Synthesis of Hydroxyapatite Nanoparticles (HA-NPs)

Hydroxyapatite nanoparticles (HA-NPs) were synthesized using wet chemical precipitation, as reported previously.28 Briefly, a 0.6 M (NH4)2HPO4 aqueous solution was added dropwise to a 1 M Ca(NO3)2.4H2O aqueous solution with strong stirring overnight. The ratio of Ca/P was 1.67 when these solutions were mixed to produce HA-NPs; to adjust the pH of the solution, ammonium solution was added until the pH reached 11. Thereafter, the solution was stirred for 4 h at room temperature (RT) and then was heated to 90°C for 1.5 h under continuous stirring. Then, the resulting precipitate was kept at RT under vigorous stirring for 24 h to produce a homogeneous solution. Finally, the solution was filtered by using distilled water to wash the precipitate several times, then by alcohol, and finally by a mixture of alcohol and distilled water (volume ratio = 1:1).

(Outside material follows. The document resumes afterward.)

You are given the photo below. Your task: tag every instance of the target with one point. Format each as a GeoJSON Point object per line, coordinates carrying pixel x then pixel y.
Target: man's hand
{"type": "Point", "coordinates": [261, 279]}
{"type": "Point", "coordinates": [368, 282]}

The final precipitated HA-NPs were dispersed in alcohol to modify the agglomeration of the obtained powder. The powder was dried under vacuum for 24 h at 70°C and then calcined at 650°C for 4 h.

Preparation of PCL/HA-NPs/simvastatin nanocomposite coating

Nanocomposite fibers were prepared by electrospinning. Prior to mixing nanoparticles and polymer, HA-NPs were dispersed in a mixture of chloroform/methanol with ratios of 3:1 v/v and stirred for 6 h with a magnetic stirrer.35,36 To this mixture, a weighed amount of PCL was added to obtain 8 wt% of polymer composite solutions, which were then stirred overnight. A 10 wt% of the nanoparticles was added to the mixture of the PCL. Then, the prepared solution was sonicated for 15 min for further dispersion, after which SIM (5 wt% of the PCL) was added before electrospinning the composite solution. The electrospinning was set up at a DC voltage of 16 kV for 10 min with a flow rate of 1.45 ml/h for each surface to keep all samples at the same conditions, upon applying high voltage, a fluid jet was ejected, as the jet accelerated toward the collector, the solvent evaporated and the nanofibers were collected on the Mg alloy surface, and thereafter samples were vacuum-dried. Hereafter, in this study, the samples coated with PCL, PCL with HA-NPs, and PCL with HA-NPs/SIM are referred to as PCL, PCLH, and PCLHS, respectively.

Surface characterization

The different morphologies of the composite nanofibers on the Mg alloy surface were characterized by using a field emission scanning electron microscope (FE-SEM, Carl Zeiss supra-40 VP Germany). The X-ray diffraction (XRD, Rigaku, Japan) measurements were performed in a continuous scanning mode at a rate of 5°/min. Fourier transform infrared (FTIR) spectra of the different samples were directly measured using an FTIR, ABB Bomen MB100 spectrometer, scan range 4000–400 cm−1 in transmittance mode (PerkinElmer, Spectrum GX, USA), and characterization for the synthesized HA-NPs was performed using transmission electron microscopy (BIO-TEM HITACHI H-7650 Japan).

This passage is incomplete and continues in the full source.